BBC medical correspondent Fergus Walsh has been to Sweden which has the lowest level of child mortality in the world.
Asa and her family received high-quality care
In delivery suite number 11 at the Karolinska University hospital, Asa Andersson is in the middle of labour, her husband Per at her side along with a highly trained midwife.
At quarter to midnight, Asa gives birth to a healthy baby boy. Everything went well.
But had there been complications doctors and a fully equipped operating theatre were just down the corridor.
This is childbirth in Sweden, the safest place in the world to be born - fewer children die here under the age of five than in any other country.
For Sweden, the figure is three deaths per 1,000 children, compared to six per 1,000 in the UK, and 270 per 1,000 in Sierra Leone, which has the highest child mortality rate in the world.
I was also present at a Caesarean delivery, just as I had been in Sierra Leone only days before.
In Sierra Leone the operating theatre was almost bare: there were no monitors to check the mother's vital signs and just one doctor.
In Stockholm there were two specialist obstetricians, a paediatrician on standby and an anaesthetist.
Facilities are comprehensive and clean
Add to that a wealth of monitoring equipment and it's easy to see why childbirth in Sweden is so much safer.
One in 17,400 mothers die in childbirth, compared to one in eight in Sierra Leone and one in 8,200 in the UK.
If an infant is premature then it can be taken to the neonatal care unit where there are two staff to every cot.
Sweden has one of the best staffed health services in the world.
It has 320 doctors per 100,000 people compared to two doctors per 100,000 people in Sierra Leone. The UK has 230 doctors per 100,000 population.
I visited Louisa and Matias Verner and their son Gasper.
Gasper had been born three months premature weighing just 830g.
Now he was nearly 2500g and in a few days, the family would be going home.
The family room was attached to the special care unit, and Gasper was monitored in his cot.
The parents both had beds and had been living at the hospital throughout.
Matias told me that he was having paid time off work because his son was sick - his paternal paid leave would not start until Gasper went home.
Both parents praised the medical staff and said a team of more than a dozen had been on hand when Gasper was born.
"They not only looked after our son, they cared for us too," Matias said.
So what are the factors which set Sweden apart from other developed countries in terms of child safety?
Medical staff at the hospital told me that the quality of ante-natal and post-natal care was very high.
Almost 100% of mothers give birth in hospital - home births are not encouraged.
The maternity units are large and modern.
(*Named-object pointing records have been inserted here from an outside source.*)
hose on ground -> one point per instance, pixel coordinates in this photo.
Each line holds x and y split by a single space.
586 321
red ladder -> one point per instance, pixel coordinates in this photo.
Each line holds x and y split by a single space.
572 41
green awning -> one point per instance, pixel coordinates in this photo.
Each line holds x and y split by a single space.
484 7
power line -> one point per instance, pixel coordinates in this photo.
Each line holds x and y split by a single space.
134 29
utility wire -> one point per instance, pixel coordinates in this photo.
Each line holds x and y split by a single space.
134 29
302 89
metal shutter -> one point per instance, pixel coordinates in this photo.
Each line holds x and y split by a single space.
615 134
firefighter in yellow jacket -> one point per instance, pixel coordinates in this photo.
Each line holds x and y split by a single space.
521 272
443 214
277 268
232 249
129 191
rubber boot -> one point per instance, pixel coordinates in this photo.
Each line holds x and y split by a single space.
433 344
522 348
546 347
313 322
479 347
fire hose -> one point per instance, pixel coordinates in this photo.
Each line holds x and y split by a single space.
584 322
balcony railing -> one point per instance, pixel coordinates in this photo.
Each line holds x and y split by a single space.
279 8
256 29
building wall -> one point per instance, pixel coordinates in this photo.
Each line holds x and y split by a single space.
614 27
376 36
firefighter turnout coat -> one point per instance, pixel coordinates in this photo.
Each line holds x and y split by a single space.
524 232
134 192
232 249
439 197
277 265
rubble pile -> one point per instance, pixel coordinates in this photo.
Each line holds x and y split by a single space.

Services are geared to new families
But it is about more than just buildings and staff. It has something to do with Swedish society and the way parents and small children are given the highest priority.
Take for example, parental leave.
Swedish parents get 480 days off after the birth of a child. Most of it is on 80% of normal pay, but many employers top that up to 90%.
Each parent must take 60 days, but how they divide the remaining 360 is up to them.
And the time off is valid until the child is eight years old.
I went back to see Asa and Par the day after their son was born.
They had been transferred to a family post-natal room (again with beds for mother and father) and Asa was cradling their son, Viktor in her arms.
Asa told me she would take the first few months off: "I'll be breast feeding, which obviously Per can't help with, but after seven months then he will step in and take some time off.
"One of us will be at home for around 18 months".
Per added: "It's very important to be there when he is young, so that he has a role model. I'd miss a lot if I wasn't there."
When Viktor is around 18 months old he'll go into one of the many state-subsidised nurseries.
The fees are capped, to make them affordable to everyone.
One of the senior obstetricians at the Karolinska University Hospital said there was something special about Sweden which made it a great place for families: "Swedish society is very cohesive and there isn't a huge gap between rich and poor.
"Society has given a lot of support for parents for decades."
I went to the Ekens BVC child health clinic in Stockholm to see some new parents being given a talk on safety in the home.
Whilst there I met Anthony Hill, his wife Lena and their son Finlay, who was there for his MMR jab.
'Easy for parents'
Anthony is British and used to live in London. The family have been in Sweden for four years and now have two young children.
"Everything is easy here for parents," Anthony said.
"My brother has two children in England and there's a huge contrast between the ordered, logical system here regarding immunisations and child health checks and the one in Britain, where no-one seems to know what is happening.
"My brother got about 10 days off when his children were born.
"Here you get to share a year and a half.
"People in England can't believe it when I tell them.
"You often see men with pushchairs in the street and it's common for fathers to take six months off."
After having three children myself in the UK, I looked with admiration and a little envy at the lot of fathers in Sweden.
I have no doubt that many employers find it an incredible burden having to do without staff for months on end.
But as a parent, Sweden seems the perfect place to have children.